Está no trabalho, pensando nos seus negócios, longe da terra, seja em Belém, em
Pekin ou New York, ou onde seja, metido, coitado entre cifras e eis que de
repente começa a ouvir o estranho chamado. Isso seja ele médico, advogado,
comerciante, jornalista, industrial ou de qualquer profissão. O grande mal é a
folhinha. Põe os olhos na folhinha, conta os dias que faltam para a grande data
e rebenta de tanta saudade. É mesmo como se fosse um toque de reunir neste mês
e que o indivíduo, por estar preso, não possa atender ao som agudo que reclama
a reunião. O pobre do caeteuára, espicha os olhos para aquele número na parede,
dia 26 de dezembro e acha tudo ruim ao seu redor. Nada existe de novo na garota
que passa voluteando na calçada. Nem no filme de estréia no Metro, nem nas
provocantes “Folies”, cheias de tantos pedaços de mau caminho. Em nada. Tudo negro, para
ele que se preza de ser bragantino da gema. Amanhece doente. “Hoje não vou
trabalhar. É dia 26 de dezembro”. Pronto e isso basta. É uma sagrada resolução,
porque ele sabe que na terra distante, caia o dia 26 de dezembro em que dia
cair, é sempre feriado municipal. Ninguém trabalha. Ali no duro, durinho mesmo,
a greve é geral. É feriado popular, dia do Milagroso Santo do Caeté, Protetor
Genuíno de Todos os Bragantinos. São Benedito, o Santo Negro Quituteiro, nesse
dia vê-se cercado pela multidão de seus fiéis todos juntos, Bragança em peso,
prestando a sua grande homenagem.
O bragantino
se lembra disso, destroçado, dentro de um apartamento ou de um miserável e
apertado quarto de pensão suburbana. Ou mesmo dentro de um palácio. Espia para
a folhinha. O número. Fecha os olhos. Dia claro, o sol invadindo e banhando
toda a extensa terra do Vale do Caeté. Vem surgindo da terra o batuque, o som
do tambor, o violino modesto e principalmente a cantilena em coro dos festeiros
na Barraca da Santa. É a marujada. A nossa e só nossa marujada.
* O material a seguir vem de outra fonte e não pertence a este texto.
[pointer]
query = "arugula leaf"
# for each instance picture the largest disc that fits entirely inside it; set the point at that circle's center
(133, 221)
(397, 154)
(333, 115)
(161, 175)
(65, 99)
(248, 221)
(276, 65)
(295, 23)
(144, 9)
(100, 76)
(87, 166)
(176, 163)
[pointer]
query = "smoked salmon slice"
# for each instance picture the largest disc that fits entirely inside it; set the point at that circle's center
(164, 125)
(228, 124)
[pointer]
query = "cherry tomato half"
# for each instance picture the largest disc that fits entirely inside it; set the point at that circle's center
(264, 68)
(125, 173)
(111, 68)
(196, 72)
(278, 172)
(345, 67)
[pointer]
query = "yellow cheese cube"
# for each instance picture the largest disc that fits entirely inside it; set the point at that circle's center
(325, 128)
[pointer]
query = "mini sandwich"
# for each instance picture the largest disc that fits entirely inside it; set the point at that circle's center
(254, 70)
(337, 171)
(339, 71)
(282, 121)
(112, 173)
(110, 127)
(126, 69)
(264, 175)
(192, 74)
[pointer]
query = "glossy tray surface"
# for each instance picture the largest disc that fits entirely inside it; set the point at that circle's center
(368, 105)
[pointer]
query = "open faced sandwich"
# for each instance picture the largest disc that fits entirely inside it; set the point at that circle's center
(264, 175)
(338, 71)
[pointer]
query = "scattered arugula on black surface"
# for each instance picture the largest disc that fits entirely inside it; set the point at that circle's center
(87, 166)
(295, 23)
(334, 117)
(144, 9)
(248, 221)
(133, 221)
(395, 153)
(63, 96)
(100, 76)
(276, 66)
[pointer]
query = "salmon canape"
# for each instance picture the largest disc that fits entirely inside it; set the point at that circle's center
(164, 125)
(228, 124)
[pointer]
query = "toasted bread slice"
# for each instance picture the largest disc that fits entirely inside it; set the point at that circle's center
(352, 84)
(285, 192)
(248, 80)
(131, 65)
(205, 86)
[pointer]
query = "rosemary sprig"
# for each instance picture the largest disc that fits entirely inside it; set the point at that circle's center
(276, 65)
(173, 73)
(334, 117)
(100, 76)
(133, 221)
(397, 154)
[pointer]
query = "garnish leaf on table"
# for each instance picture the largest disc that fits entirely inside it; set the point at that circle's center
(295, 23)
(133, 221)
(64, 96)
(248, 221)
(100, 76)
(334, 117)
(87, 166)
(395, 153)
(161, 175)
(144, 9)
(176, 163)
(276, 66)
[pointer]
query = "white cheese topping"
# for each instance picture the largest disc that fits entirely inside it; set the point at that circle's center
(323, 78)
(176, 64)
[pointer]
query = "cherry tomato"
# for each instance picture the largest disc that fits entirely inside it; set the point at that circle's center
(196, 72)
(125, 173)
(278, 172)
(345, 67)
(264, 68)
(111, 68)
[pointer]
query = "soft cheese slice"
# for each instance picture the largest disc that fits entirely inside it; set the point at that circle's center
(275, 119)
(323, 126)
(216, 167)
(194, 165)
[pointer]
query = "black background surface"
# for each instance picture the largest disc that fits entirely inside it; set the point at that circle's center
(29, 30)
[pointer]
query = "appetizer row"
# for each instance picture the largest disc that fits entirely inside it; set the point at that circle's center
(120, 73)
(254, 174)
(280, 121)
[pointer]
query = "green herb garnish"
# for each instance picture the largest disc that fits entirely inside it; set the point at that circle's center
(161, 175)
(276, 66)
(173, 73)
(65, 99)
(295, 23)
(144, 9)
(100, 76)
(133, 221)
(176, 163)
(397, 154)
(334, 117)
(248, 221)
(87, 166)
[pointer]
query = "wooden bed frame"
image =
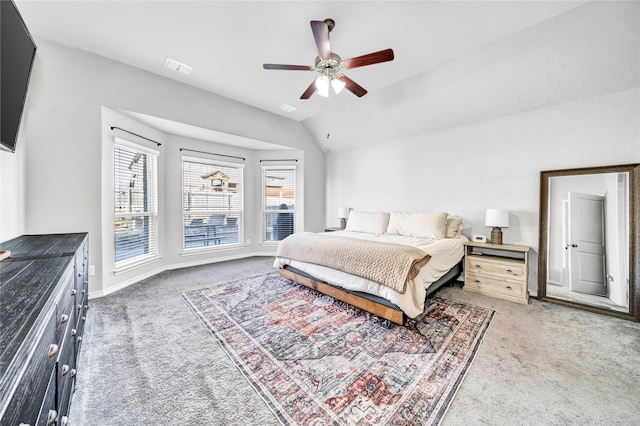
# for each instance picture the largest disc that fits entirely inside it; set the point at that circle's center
(395, 315)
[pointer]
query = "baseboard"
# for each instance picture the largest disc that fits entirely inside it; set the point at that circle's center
(148, 274)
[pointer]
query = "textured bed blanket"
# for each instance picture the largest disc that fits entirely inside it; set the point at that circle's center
(385, 263)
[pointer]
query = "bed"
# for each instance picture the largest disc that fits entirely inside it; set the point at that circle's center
(384, 263)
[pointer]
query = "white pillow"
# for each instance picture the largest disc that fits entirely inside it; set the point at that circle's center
(372, 222)
(422, 225)
(453, 227)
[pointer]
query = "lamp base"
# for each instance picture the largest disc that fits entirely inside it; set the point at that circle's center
(496, 235)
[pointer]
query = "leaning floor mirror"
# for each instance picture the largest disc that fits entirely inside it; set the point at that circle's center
(589, 239)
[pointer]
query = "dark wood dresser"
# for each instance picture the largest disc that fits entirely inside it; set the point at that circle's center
(43, 304)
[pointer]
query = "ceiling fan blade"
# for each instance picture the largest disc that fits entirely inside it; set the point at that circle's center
(352, 86)
(320, 31)
(369, 59)
(287, 67)
(310, 91)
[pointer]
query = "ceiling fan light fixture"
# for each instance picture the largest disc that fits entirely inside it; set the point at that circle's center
(322, 85)
(337, 85)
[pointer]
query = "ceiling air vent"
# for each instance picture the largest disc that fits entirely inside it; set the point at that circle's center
(172, 64)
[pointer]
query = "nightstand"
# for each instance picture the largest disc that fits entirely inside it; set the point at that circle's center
(498, 270)
(332, 229)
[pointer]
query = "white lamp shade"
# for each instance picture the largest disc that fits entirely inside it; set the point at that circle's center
(322, 84)
(497, 218)
(337, 85)
(343, 212)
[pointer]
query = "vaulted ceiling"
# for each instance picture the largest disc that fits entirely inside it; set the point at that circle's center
(227, 42)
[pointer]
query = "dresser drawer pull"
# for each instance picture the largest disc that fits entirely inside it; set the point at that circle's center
(53, 349)
(51, 418)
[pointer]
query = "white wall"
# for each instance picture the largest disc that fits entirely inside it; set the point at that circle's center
(64, 138)
(12, 191)
(571, 106)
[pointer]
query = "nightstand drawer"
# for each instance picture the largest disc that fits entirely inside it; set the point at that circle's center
(495, 285)
(501, 268)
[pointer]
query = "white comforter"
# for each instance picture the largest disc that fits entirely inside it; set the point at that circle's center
(445, 253)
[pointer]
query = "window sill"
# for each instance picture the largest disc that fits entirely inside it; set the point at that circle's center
(134, 265)
(211, 249)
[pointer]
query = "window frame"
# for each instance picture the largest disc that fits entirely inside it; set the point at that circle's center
(152, 202)
(240, 212)
(263, 208)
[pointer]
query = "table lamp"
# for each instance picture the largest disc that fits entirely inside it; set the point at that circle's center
(343, 214)
(497, 219)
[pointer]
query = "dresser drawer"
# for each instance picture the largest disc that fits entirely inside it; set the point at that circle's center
(48, 413)
(27, 401)
(502, 268)
(65, 371)
(495, 285)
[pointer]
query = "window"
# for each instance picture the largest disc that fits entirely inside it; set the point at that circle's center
(278, 202)
(135, 200)
(212, 203)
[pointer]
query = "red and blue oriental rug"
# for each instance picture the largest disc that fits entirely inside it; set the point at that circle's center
(319, 361)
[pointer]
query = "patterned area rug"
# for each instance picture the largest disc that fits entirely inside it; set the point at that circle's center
(319, 361)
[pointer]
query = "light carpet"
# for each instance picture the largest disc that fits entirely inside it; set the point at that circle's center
(319, 361)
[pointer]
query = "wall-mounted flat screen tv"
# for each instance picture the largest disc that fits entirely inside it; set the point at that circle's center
(17, 51)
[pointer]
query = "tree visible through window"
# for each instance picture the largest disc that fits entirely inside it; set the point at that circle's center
(278, 205)
(212, 203)
(135, 203)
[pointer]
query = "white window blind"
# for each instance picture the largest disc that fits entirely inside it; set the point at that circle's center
(278, 202)
(135, 186)
(212, 203)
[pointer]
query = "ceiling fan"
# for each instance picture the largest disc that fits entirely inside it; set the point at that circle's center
(329, 64)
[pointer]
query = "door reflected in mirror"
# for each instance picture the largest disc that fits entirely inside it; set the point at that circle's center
(588, 238)
(588, 258)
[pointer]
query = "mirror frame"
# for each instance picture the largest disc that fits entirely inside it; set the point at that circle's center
(634, 237)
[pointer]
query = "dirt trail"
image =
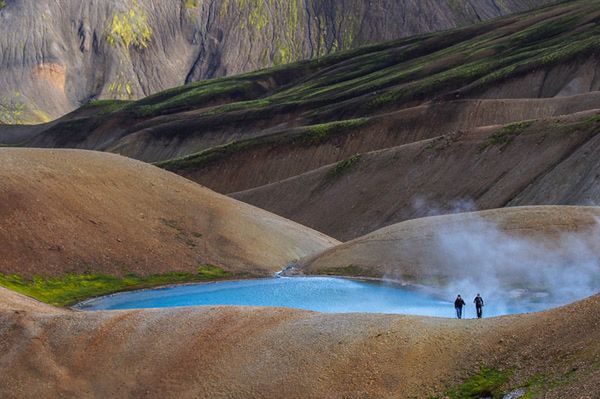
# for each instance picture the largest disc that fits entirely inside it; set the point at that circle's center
(69, 211)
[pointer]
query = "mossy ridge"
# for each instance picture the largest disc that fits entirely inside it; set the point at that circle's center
(309, 135)
(342, 167)
(506, 134)
(73, 288)
(130, 29)
(486, 383)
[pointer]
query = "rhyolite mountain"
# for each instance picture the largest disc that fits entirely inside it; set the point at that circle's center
(56, 56)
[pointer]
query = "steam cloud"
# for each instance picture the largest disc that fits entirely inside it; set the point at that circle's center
(516, 273)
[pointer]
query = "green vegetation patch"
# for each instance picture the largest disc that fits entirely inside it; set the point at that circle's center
(342, 167)
(108, 106)
(487, 383)
(310, 135)
(130, 28)
(507, 134)
(349, 271)
(191, 4)
(73, 288)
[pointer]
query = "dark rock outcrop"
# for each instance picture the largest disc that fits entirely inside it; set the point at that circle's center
(56, 56)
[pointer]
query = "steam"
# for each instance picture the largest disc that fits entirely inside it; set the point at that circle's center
(516, 272)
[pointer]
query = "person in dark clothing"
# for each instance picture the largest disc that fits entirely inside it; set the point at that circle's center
(479, 306)
(458, 304)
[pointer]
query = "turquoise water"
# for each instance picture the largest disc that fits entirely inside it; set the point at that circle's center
(323, 294)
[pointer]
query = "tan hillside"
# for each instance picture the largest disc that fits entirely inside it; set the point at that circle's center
(65, 211)
(237, 352)
(549, 161)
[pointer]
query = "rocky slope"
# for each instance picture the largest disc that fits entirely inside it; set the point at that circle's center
(82, 212)
(239, 352)
(474, 61)
(547, 161)
(55, 56)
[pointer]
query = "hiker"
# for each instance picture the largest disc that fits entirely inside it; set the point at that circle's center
(479, 305)
(458, 304)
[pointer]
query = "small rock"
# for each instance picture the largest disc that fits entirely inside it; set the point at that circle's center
(516, 394)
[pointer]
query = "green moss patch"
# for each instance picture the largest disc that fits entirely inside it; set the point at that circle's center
(349, 271)
(487, 383)
(342, 167)
(310, 135)
(72, 288)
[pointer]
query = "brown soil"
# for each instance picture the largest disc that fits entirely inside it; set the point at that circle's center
(79, 211)
(552, 161)
(272, 163)
(412, 248)
(237, 352)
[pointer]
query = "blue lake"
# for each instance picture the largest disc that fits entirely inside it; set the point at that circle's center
(322, 294)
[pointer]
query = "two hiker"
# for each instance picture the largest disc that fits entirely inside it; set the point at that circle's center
(459, 303)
As pretas e as
morenas de saiões vermelhos, casaquinhos brancos, que foram guardados um ano,
juntamente com a piprioca e o alecrim dentro da mala, o chapéu de pluma de
todas as cores, do guará, do pato, aqueles chapéus cheios de espelhinhos,
miçangas e outras besteirinhas.
O tambor está
soando. A barraca cheia, o arraial cheio e cheia está a Igreja do Santo Preto,
dos seus devotos, que o Santo Benedito é muito milagroso. Vem gente de longe
pagar promessa. O bragantino se lembra. Um dia assistiu contrito também o Santo
Sacrifício na Igrejinha simples, que se espelha no Rio Caeté, por tantos e
tantos anos. É a tradição, as danças bragantinas, o lundum, o retumbão, ele tem
vontade de largar a cama e descalço, no assoalho do quarto, ouvindo como está
os sons vindos de longe, sair dançando, sozinho, o retumbão e o lundum. Depois
se lembra da grande confraternização no Vale do Caeté, de todos os bragantinos
e o batismo dos que não o são, que se dá nesse dia na barraca da juíza. E
finalmente, o grande instante. O popular padroeiro, sai mais uma vez, para
visitar o seu povo, o bom e laborioso povo do Caeté, naquela sua visita anual
pelas ruas de Bragança, abençoando os devotos, distribuindo benção a todos os
presentes. Está ouvindo o chamado. Perfeitamente ouvindo. “Porca miséria desta
vida. Já três 26 de dezembro que eu perco aqui”, reclama o pobre do bragantino
longe de sua terra, no dia máximo para toda região. Ouve o telefone. No outro
lado alguém pergunta o motivo de não ter vindo trabalhar. E ele responde
prontamente para o inesperado interlocutor:
Não sabes,
rapaz? Hoje é dia 26 de dezembro. Eu não vou trabalhar. Sabe lá o que é isso,
esse chamado que terra envia sobre montes, matas, serras e cidades? É a voz do
sangue que só se apaga com a morte e com mais nada. Dia 26 de dezembro, cisma o
bragantino distante. Mora no seu coração uma grande, inextinguível saudade, que
ele é bragantino de brio, sentiu o chamado e não resiste em sonhar.
Fonte: RAMOS, Jorge
Daniel de Sousa. “O Chamado”. Bragança
Ilustrada. Bragança (PA). n. 9/10, 1952. p. 3-8.